Miliac à'Jayen de la Narse
Miliac, un voyageur

J’avais bien capté quelques traits de sa personnalité. Dès sa naissance, il s’est senti de trop, cherchant à aider les autres à trouver leur place dans leur vie, sans savoir comment trouver la sienne. Il est angoissé d’un rien, il change d’humeur au quart de tour, le plus souvent du monde bienveillant envers les autres, même s’il s’emporte et se repose le temps de sourciller. Je le trouvais fade et trop « parfait », ou alors j’étais incapable de voir sa force et son combat dans l’histoire.

Puis une lecture. Euh non.[scratch that last]. Un Ted Talk avant une lecture portant sur la défiance politique. Miliac a tout de suite trépidé en moi, il me pointait du doigt cette conférence en disant : c’est à ça que j’aspire! Tout juste après, dans l’heure, j’achetais le livre de Gene Sharp: From Dictatorship to Democracy: A Conceptual Framework for Liberation. Et tout au long de la lecture, je voyais Miliac prendre des notes. Alors je m’suis dit, moi aussi, tient. Ma copie est maintenant surlignée d’orange fluo avec en souvenir mes heures d’étude du temps où je faisais des recherches à l’université. Que de nostalgie. 😔 Entre les derniers pleurs du jour de mon garçon épuisé et mes courtes soirées devenues trop rares, je sentais mon cerveau entrer en ébulition enfin!
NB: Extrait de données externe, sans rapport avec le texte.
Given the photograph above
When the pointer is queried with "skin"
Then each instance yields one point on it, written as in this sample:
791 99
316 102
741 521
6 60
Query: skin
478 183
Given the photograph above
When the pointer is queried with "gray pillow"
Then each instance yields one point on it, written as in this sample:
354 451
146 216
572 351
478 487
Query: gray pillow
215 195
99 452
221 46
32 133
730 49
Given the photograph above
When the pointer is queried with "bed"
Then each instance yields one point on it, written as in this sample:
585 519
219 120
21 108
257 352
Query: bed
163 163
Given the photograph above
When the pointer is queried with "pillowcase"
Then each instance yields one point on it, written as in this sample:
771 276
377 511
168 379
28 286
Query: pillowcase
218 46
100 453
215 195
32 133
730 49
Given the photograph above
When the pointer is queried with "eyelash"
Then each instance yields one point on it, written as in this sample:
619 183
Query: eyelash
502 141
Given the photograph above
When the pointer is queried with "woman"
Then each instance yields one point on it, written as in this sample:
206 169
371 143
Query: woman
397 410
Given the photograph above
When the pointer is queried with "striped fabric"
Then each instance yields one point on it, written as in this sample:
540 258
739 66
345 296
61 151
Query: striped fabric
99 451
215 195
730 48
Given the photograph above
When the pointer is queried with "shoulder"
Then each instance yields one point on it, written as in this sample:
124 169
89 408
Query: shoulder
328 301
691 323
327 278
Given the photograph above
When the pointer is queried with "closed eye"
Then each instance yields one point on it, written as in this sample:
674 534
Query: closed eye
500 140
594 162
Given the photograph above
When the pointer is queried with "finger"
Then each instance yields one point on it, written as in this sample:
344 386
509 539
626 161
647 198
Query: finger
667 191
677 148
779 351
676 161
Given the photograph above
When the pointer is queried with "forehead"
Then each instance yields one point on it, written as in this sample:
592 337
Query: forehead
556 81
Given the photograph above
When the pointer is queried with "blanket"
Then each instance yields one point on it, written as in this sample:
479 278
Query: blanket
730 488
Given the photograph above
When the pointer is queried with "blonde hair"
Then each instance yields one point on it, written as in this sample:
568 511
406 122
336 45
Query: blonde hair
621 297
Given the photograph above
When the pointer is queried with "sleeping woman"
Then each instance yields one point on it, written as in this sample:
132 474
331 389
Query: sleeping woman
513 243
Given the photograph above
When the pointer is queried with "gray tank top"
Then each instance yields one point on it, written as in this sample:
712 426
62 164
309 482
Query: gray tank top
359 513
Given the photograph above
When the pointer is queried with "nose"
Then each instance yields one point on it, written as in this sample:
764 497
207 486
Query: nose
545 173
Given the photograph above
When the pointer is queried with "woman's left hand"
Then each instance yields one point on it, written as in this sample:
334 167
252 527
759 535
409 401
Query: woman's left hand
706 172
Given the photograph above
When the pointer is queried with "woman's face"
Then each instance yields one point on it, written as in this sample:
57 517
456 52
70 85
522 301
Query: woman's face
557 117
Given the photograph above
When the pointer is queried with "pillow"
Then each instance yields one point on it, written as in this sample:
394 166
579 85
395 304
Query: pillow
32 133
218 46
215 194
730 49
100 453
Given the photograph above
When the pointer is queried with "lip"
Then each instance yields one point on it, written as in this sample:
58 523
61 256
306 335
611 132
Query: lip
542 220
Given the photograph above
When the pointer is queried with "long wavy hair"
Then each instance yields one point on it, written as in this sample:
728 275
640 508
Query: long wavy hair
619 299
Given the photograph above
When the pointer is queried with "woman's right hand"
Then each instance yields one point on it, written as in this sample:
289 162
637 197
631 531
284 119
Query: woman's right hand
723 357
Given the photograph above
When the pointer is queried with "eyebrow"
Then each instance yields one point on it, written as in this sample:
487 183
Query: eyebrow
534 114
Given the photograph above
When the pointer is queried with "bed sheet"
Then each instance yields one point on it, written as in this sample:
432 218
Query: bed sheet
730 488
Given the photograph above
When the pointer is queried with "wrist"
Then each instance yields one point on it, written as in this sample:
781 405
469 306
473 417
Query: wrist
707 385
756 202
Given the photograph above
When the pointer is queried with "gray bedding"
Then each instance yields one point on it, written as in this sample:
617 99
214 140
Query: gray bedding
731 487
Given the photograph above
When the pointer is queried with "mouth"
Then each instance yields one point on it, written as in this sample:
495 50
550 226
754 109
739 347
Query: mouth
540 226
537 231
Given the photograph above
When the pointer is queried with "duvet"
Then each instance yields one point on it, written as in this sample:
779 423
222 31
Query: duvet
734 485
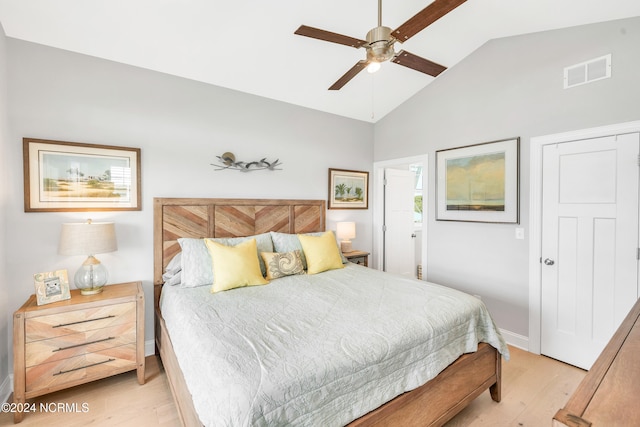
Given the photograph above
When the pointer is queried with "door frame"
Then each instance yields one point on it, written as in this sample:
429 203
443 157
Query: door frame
378 207
535 214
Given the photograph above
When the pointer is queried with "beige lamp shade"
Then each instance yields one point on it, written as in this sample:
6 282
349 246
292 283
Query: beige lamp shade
87 238
346 231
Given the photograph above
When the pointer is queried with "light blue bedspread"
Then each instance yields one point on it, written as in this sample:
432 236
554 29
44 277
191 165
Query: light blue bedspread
318 350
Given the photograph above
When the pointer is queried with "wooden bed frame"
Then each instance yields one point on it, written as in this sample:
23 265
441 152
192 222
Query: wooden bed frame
432 404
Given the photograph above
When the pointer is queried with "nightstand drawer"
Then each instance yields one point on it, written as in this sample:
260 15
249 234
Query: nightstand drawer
85 367
359 260
63 347
43 327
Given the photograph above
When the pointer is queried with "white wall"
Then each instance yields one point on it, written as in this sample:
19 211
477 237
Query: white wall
5 316
180 126
509 87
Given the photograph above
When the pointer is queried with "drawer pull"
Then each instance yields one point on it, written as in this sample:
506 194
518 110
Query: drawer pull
83 321
83 367
80 345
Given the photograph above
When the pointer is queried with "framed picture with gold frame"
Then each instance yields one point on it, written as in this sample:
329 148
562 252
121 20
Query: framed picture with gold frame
51 286
348 189
72 176
479 183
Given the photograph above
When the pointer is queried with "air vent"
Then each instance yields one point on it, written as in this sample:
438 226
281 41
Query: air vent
587 72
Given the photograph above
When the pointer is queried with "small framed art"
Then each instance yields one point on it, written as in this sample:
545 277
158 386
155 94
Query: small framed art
348 189
479 183
51 286
72 176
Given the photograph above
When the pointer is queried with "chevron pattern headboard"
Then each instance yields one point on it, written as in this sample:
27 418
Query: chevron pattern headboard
198 218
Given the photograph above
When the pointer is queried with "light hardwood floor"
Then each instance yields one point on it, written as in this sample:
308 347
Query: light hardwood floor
533 389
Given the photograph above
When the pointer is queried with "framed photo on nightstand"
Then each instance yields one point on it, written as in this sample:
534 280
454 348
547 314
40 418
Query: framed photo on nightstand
51 286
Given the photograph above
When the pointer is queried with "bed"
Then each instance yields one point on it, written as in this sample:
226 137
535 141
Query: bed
368 368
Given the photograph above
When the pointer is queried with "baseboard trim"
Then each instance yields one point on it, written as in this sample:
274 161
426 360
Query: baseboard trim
515 340
6 388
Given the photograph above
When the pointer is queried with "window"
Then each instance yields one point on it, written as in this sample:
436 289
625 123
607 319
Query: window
417 205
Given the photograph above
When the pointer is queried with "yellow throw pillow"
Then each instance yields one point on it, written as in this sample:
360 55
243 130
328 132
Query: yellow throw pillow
321 252
235 266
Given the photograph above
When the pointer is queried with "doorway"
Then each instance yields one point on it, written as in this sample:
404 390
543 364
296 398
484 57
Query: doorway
572 292
418 164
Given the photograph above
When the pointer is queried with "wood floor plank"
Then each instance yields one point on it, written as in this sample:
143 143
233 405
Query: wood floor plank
533 389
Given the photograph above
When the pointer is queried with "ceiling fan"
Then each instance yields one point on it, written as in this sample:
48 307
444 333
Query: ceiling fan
380 41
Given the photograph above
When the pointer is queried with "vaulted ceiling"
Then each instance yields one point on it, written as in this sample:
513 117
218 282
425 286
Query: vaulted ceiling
250 46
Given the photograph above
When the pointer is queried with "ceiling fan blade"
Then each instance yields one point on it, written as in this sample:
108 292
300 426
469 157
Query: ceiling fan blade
424 18
360 65
418 63
328 36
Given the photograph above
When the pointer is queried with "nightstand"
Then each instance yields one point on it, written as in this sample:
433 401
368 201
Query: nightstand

Article complémentaire Prendre rendez-vous avec son personnage

La défiance politique est cette arme fascinante d’une population asservie qui reprend le contrôle — et ce sans violence — d’un système oppressant pour le détruire et instaurer un nouveau régime démocratique. J’ai eu le vertige. Miliac voulait tenter sa chance avec cette technique. Il disait que tout l’apprentissage de sa vie l’y menait. C’est là que je l’ai compris. Et que j’ai aussitôt vu la fin de ma saga complètement se transformer. D’où le vertige. Mais je ne peux revenir en arrière, Miliac et moi on a cette nouvelle connexion qui me mènera loin.

Du petit garçon qui se sentait de trop, voilà que je découvrais l’homme qui allait changer la destination de tout un peuple. Il a trouvé sa place dans l’histoire. Et l’a chamboulé, le vilain.

Pour ceux qui écrivent, vous arrive-t-il de devoir refaire au complet votre plan? Avez-vous eu des personnages durs à cerner, mais qui au final portait une clé essentielle à votre histoire? De quelle façon ça s’est manifesté? Et ceux qui lisent, quelle histoire vous a amené ailleurs sur la compréhension d’un personnage?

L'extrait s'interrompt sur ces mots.